A novel evidence sustains that the Toll-like receptor-4 (TLR4) signaling pathway has the role of hub in preserving aorta homeostasis, but also in contributing to the onset of degenerative aorta diseases, such as aneurysms[1]. Consistent with this, it is emerging the key role of TLR4 signaling pathway in the complex pathophysiology of sporadic ascending aortic aneurysms (AAA)[1]. Accordingly, we recently postulated the model of the signaling pathway from the double-face[1], supported by results of the recent investigations performed by our and other groups[2-9]. Specifically, it proposes that AAA is the result of a sustained/excessive activation of TLR4 signaling pathway, expressed on both endothelial and vascular smooth muscle cells, followed by its cross-talk with other pathways, including the Notch pathway, but also by TGF-β, NO, MMP, NF-Kβ pathways[1,8].

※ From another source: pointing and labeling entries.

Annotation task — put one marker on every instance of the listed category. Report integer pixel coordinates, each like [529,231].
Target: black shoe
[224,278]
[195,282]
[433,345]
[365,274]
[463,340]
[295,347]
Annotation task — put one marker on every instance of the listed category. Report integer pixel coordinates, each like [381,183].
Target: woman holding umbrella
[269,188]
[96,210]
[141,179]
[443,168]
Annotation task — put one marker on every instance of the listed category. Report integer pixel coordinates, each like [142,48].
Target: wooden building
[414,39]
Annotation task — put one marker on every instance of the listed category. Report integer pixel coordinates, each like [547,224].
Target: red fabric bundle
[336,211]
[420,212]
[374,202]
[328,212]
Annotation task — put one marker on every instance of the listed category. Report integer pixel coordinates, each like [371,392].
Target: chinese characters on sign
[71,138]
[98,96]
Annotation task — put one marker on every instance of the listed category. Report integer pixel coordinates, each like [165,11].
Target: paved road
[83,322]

Here, we investigated if TLR4 signaling pathway is involved as one of the main determinants of both pathophysiology and early onset of AAA in patients affected by bicuspid aortic valve (BAV). BAV is the most common congenital cardiac malformation, affecting approximately 1.3% of the population worldwide[10-12] with AAA and dissection representing its common complications, even if the related mechanisms are not completely known[10-12]. We recently evidenced the presence of distinctive molecular and cellular mechanisms in BAV patients, when compared to tricuspid aortic valve (TAV) patients with or without AAA[11-13]. Specifically, we demonstrated an increased allele frequency of some polymorphisms in genes encoding molecules of NO, MMP, ACE pathways[13], a quantitative reduction in the circulating levels of T and B lymphocytes cell subsets[14], a deregulation of Notch 1 pathway and circulating endothelial progenitor cell (EPC)[15] number in BAV cases compared to TAV cases, irrespective from the presence of AAA disease.

TLR4 signaling pathway is known to modulate both the expression and function of the above-mentioned pathways[1]. A close crosstalk between TLR-4 and the abovementioned pathways has been proposed[1,16], which seems to explain the multitude of TLR4 actions and its biological effects on the cardiovascular system, as well as in the aorta and aortic valve. Of crucial importance, is the crosstalk between TLR-4 and Notch pathways[1,16]. A growing evidence supports these observations, as reported in previous works[1,16].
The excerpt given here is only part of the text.